When solving the traveling salesman problem, the functioning of the network is as follows:
1. Calculated scales, taking into account the task, according to the algorithm described above.
2. Input signal
3. The neurons are activated according to the Boltzmann learning algorithm, except that the weights remain always the same.
4. Repeat steps 2 and 3 until the energy reaches the global minimum (i.e., during n calculations, does not change its state).
Optimization of the algorithmSolving the problem with the help of the “Annealing Simulation” algorithm, in addition to the correct selection of weights, the input vector, threshold values ​​and dimensions, the parameter t (temperature) is equally important.
The metal is annealed, heating it to a temperature above its melting point, and then letting it cool down slowly. At high temperatures, atoms, having high energies and freedom of movement, randomly accept all possible configurations. With a gradual decrease in temperature, the energy of atoms decreases, and the system as a whole tends to adopt a configuration with minimal energy. When cooling is complete, a global minimum energy state is reached.
At a fixed temperature, the energy distribution of the system is determined by the Boltzmann probability factor.
Hence it is obvious: there is a finite probability that the system has high energy even at low temperatures. In a similar way, there is a small but calculated probability that a kettle with water on fire will freeze before it boils.
The statistical distribution of energy allows the system to exit from local minima of energy. At the same time, the probability of high-energy states decreases rapidly with decreasing temperature. Therefore, at low temperatures, there is a strong tendency to occupy a low-energy state.
For a more flexible temperature change, the entire graph was divided into intervals in which the user can change the temperature drop rate himself (up to 50 iterations, from 50 to 120 iterations, more than 120 iterations).
In the process of practical research the following patterns were derived:
1. At high temperatures, the energy behaves erratically, when at low temperatures it becomes almost deterministic.
2. Changing the temperature to any constant in any interval, most often the algorithm finds a path between all cities, but at most it is far from optimal.
3. To obtain the most accurate answer, it is necessary at low temperatures to significantly reduce the rate of fall of the parameter t, which is not the case for high temperatures. When the temperature is maximum, the speed of the fall has almost no effect on the result.

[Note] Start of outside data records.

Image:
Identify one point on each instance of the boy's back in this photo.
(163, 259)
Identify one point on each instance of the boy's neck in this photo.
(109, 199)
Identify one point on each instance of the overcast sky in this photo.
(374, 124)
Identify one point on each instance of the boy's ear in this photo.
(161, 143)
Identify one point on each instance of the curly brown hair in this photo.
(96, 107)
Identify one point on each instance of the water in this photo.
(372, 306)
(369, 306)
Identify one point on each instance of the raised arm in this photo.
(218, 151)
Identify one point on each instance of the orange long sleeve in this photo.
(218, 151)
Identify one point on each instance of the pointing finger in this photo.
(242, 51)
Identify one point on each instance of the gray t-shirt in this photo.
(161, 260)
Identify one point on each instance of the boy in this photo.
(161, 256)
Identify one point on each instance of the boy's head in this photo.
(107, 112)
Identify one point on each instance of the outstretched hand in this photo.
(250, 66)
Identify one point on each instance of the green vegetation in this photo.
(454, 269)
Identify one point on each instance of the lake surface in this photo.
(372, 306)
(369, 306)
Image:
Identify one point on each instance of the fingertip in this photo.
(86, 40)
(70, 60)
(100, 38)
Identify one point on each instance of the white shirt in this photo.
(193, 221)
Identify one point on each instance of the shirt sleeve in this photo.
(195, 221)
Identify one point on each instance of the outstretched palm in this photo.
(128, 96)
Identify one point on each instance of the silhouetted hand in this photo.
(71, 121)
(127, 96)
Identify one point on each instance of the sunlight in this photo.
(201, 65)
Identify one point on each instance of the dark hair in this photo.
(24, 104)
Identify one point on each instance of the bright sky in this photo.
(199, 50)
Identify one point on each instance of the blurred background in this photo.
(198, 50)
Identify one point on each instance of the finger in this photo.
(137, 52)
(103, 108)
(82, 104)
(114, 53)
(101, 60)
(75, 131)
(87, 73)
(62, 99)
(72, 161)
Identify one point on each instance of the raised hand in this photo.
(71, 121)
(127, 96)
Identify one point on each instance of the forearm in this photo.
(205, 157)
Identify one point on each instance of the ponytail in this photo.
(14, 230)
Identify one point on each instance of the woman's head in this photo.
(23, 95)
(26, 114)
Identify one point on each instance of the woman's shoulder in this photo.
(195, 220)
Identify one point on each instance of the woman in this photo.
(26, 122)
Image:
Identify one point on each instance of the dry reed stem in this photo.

In the course of these studies, we found that temperature is much more important than any other parameter involved in the calculations, in order to achieve the most accurate result (in this case, the shortest path between cities). This can be achieved by reducing the rate of decline of the parameter t in the final part of the calculations. In the network model we use, it is recommended to perform a decrease in the interval “after 120 iterations”.
For a visual representation of the results obtained in the network modeling program developed by us, we present a graph of the temperature at which the optimum result was achieved.

Studies have also been made in the area of ​​neural network activation. In addition to the standard change of state in each individual neuron, selected at random, activation is performed by a group of neurons (in this model, the group includes 10 neurons). Each neuron in this group changes its state to the opposite. This method of activation allows you to even more parallelize the computation process, which leads to a more rapid finding of the right solution. The number of calculation steps was reduced from 534 to 328.
Thus, it is possible to optimize this neural network not only with respect to accuracy, changing the temperature graph, but also the speed of finding the right answer, by increasing the number of neurons that change their state at one time.